Qual é o provável resultado desse experimento de alta participação no federalismo americano? Há duas possíveis – embora não necessariamente exclusivas entre si – receitas. Os Estados podem vir a ver o governo federal como um parceiro não confiável e começar a construir sua própria infra-estrutura para o controle e resposta a doenças. Os governadores podem decidir que precisam de seus próprios estoques estratégicos de suprimentos médicos, reforçar as agências de saúde pública, etc., precipitando um deslocamento de recursos do governo federal para os governos estaduais. Esse tipo de abordagem isolada seria cara e ineficiente, e exacerbaria as desigualdades entre os estados. Mas daria uma medida de segurança aos estados ainda abalados pela desastrosa resposta federal à pandemia da COVID-19.
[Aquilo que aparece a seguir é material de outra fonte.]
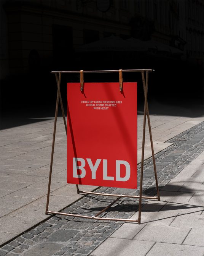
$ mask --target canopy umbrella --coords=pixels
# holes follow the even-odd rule
[[[123,51],[130,50],[129,45],[119,36],[111,36],[76,49],[76,52]]]

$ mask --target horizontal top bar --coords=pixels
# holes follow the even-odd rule
[[[56,73],[80,73],[80,70],[75,70],[73,71],[52,71],[51,73],[56,74]],[[122,70],[122,71],[124,72],[143,72],[148,71],[151,72],[154,71],[153,69],[124,69]],[[119,70],[83,70],[84,73],[116,73],[119,72]]]

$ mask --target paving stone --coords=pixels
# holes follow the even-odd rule
[[[199,228],[203,227],[204,216],[194,214],[177,216],[171,224],[171,227],[181,227]]]
[[[25,237],[27,239],[29,239],[30,238],[33,237],[34,236],[31,234],[29,234],[29,233],[25,233],[22,235],[23,237]]]
[[[4,256],[7,253],[8,251],[3,251],[3,250],[1,250],[1,249],[0,249],[0,256]]]
[[[54,255],[63,246],[59,243],[42,243],[35,245],[25,252],[24,256],[50,256]]]
[[[104,256],[105,252],[107,255],[111,256],[144,256],[154,243],[154,242],[110,238],[91,253],[91,255]]]
[[[147,225],[134,238],[136,240],[182,244],[190,228]]]
[[[5,251],[10,251],[14,249],[14,247],[13,246],[11,246],[10,245],[6,245],[2,247],[3,250]]]
[[[192,228],[183,243],[204,247],[204,228]]]
[[[165,256],[202,256],[204,253],[204,248],[183,245],[156,243],[147,256],[163,255],[164,252]]]
[[[65,242],[77,235],[79,231],[72,229],[58,230],[49,236],[48,239],[51,241]]]
[[[145,226],[143,224],[125,223],[116,230],[110,237],[132,239]]]
[[[21,253],[24,251],[24,250],[23,250],[22,249],[19,249],[19,248],[17,248],[17,249],[15,249],[14,250],[13,250],[13,252],[15,253]]]

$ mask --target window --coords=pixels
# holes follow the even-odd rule
[[[99,40],[99,32],[96,30],[85,29],[84,31],[84,44]]]

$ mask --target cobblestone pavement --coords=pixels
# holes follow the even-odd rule
[[[203,151],[204,128],[203,122],[178,134],[167,141],[173,143],[172,146],[155,155],[160,189]],[[139,164],[139,181],[140,169]],[[96,190],[100,193],[135,195],[138,194],[139,189],[135,191],[100,187]],[[143,189],[143,195],[154,196],[156,193],[152,158],[145,161]],[[86,213],[92,216],[111,203],[113,198],[84,196],[62,211]],[[144,200],[143,203],[147,201]],[[118,201],[103,215],[128,218],[138,210],[138,201],[125,198]],[[56,215],[3,246],[0,248],[0,256],[88,255],[123,223]]]

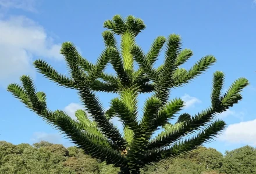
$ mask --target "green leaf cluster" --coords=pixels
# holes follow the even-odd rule
[[[213,121],[218,113],[232,107],[242,99],[241,92],[248,85],[240,78],[222,94],[224,74],[214,74],[211,95],[211,106],[195,115],[181,114],[173,125],[184,103],[180,99],[169,99],[171,89],[188,84],[216,62],[212,55],[200,59],[189,70],[181,66],[193,56],[189,49],[182,49],[179,35],[157,37],[148,53],[136,42],[136,36],[145,29],[143,21],[132,16],[123,19],[116,15],[107,20],[102,33],[105,49],[95,64],[84,58],[71,42],[64,42],[61,53],[69,67],[69,77],[61,75],[42,60],[34,62],[39,72],[58,85],[79,92],[85,110],[76,113],[77,120],[61,110],[51,111],[46,103],[46,95],[37,92],[32,79],[20,78],[22,85],[10,84],[8,90],[28,108],[69,137],[86,154],[107,164],[120,168],[122,173],[138,173],[140,169],[155,162],[165,161],[197,148],[215,137],[226,127],[224,121]],[[118,47],[115,35],[120,36]],[[154,66],[165,48],[163,64]],[[137,63],[139,68],[134,69]],[[116,74],[104,70],[110,63]],[[95,92],[118,93],[106,111]],[[141,121],[138,121],[138,96],[152,92],[145,102]],[[88,115],[93,120],[88,119]],[[124,135],[110,121],[118,117],[123,124]],[[156,137],[159,128],[164,130]],[[192,136],[192,134],[196,133]],[[190,137],[182,140],[184,137]]]

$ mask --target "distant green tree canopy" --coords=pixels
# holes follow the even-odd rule
[[[212,148],[200,146],[187,155],[141,169],[143,174],[256,173],[256,148],[246,146],[223,156]],[[84,154],[72,146],[40,142],[13,145],[0,142],[0,174],[115,174],[120,169]]]

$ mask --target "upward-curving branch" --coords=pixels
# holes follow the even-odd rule
[[[70,77],[60,74],[44,60],[34,62],[45,77],[79,92],[85,110],[76,111],[77,120],[62,111],[50,111],[46,95],[36,91],[28,76],[21,77],[22,86],[10,84],[8,91],[48,124],[65,133],[85,153],[119,167],[120,173],[140,173],[140,169],[145,165],[186,154],[225,128],[224,121],[214,121],[215,115],[241,100],[242,89],[248,85],[247,79],[239,78],[222,94],[224,74],[215,72],[209,96],[211,106],[193,117],[182,114],[173,124],[171,121],[184,103],[179,98],[169,99],[172,88],[188,84],[215,63],[216,59],[212,55],[205,56],[186,70],[181,66],[193,56],[193,52],[189,49],[182,49],[179,35],[157,37],[145,53],[136,42],[136,36],[145,28],[141,19],[132,16],[124,19],[116,15],[106,21],[104,26],[108,29],[102,33],[106,48],[95,64],[81,56],[73,44],[62,44],[61,53],[64,56]],[[120,48],[116,34],[120,35]],[[163,63],[155,67],[155,63],[165,46]],[[137,70],[136,63],[138,64]],[[108,64],[112,65],[116,74],[105,72]],[[119,96],[111,100],[110,107],[104,110],[95,92],[116,93]],[[138,121],[138,95],[150,92],[153,95],[146,100],[141,120]],[[111,122],[113,117],[122,122],[123,133]],[[154,137],[161,127],[163,130]],[[193,133],[196,135],[193,136]],[[191,137],[187,139],[188,136]]]

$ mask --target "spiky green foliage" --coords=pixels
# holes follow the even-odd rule
[[[180,67],[193,55],[191,50],[182,49],[179,35],[171,34],[167,38],[157,37],[149,52],[144,53],[136,43],[136,37],[145,28],[143,21],[132,16],[126,19],[115,16],[104,23],[109,29],[102,33],[105,49],[95,64],[83,57],[70,42],[62,44],[61,53],[69,67],[70,77],[59,74],[42,60],[34,61],[38,72],[59,85],[79,91],[84,110],[76,113],[77,120],[60,110],[50,111],[46,104],[46,95],[36,92],[32,79],[21,77],[22,86],[10,84],[8,89],[30,110],[67,135],[74,143],[93,157],[105,161],[120,168],[122,173],[138,173],[145,165],[164,161],[196,148],[213,139],[223,130],[225,123],[213,119],[241,99],[241,90],[248,85],[241,78],[235,81],[222,95],[224,74],[214,74],[211,106],[194,116],[187,113],[176,117],[184,106],[180,99],[170,100],[172,88],[180,86],[205,71],[215,61],[212,55],[205,56],[191,68]],[[121,36],[120,49],[115,34]],[[155,67],[161,50],[166,44],[163,64]],[[136,61],[139,68],[136,70]],[[104,70],[112,64],[116,75]],[[107,110],[103,108],[94,92],[116,93],[119,97],[111,101]],[[138,121],[138,96],[153,92],[145,102],[141,121]],[[88,119],[88,114],[93,118]],[[111,121],[118,117],[123,124],[123,135]],[[163,130],[152,135],[159,128]],[[192,134],[195,134],[193,136]],[[190,136],[190,138],[187,139]]]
Uma segunda possibilidade mais esperançosa é que os americanos reconheçam os limites do federalismo para enfrentar os desafios nacionais e globais e trabalhem para reconstruir a capacidade e a posição da infra-estrutura federal de saúde pública. O CDC foi até recentemente a principal agência de saúde pública do mundo, combinando conhecimentos científicos inigualáveis com uma rede de laboratórios e parceiros de saúde pública trabalhando em todo o país para detectar, monitorar e responder a ameaças à saúde. Os Estados Unidos poderiam emergir da pandemia resolvidos a reconstruir a autoridade do CDC e de outras instituições federais de saúde pública, assegurando sua independência política, restaurando o financiamento adequado e revitalizando parcerias com agências estaduais e locais de saúde pública – em outras palavras, reforçando a capacidade do governo federal de responder a crises de saúde e, ao mesmo tempo, construindo um firewall mais forte entre a ciência e o processo político. A promessa dos Estados Unidos sempre foi de que o todo é maior do que a soma das partes. Para enfrentar futuras pandemias, os americanos devem acreditar não apenas nos 50 estados, mas nos Estados Unidos.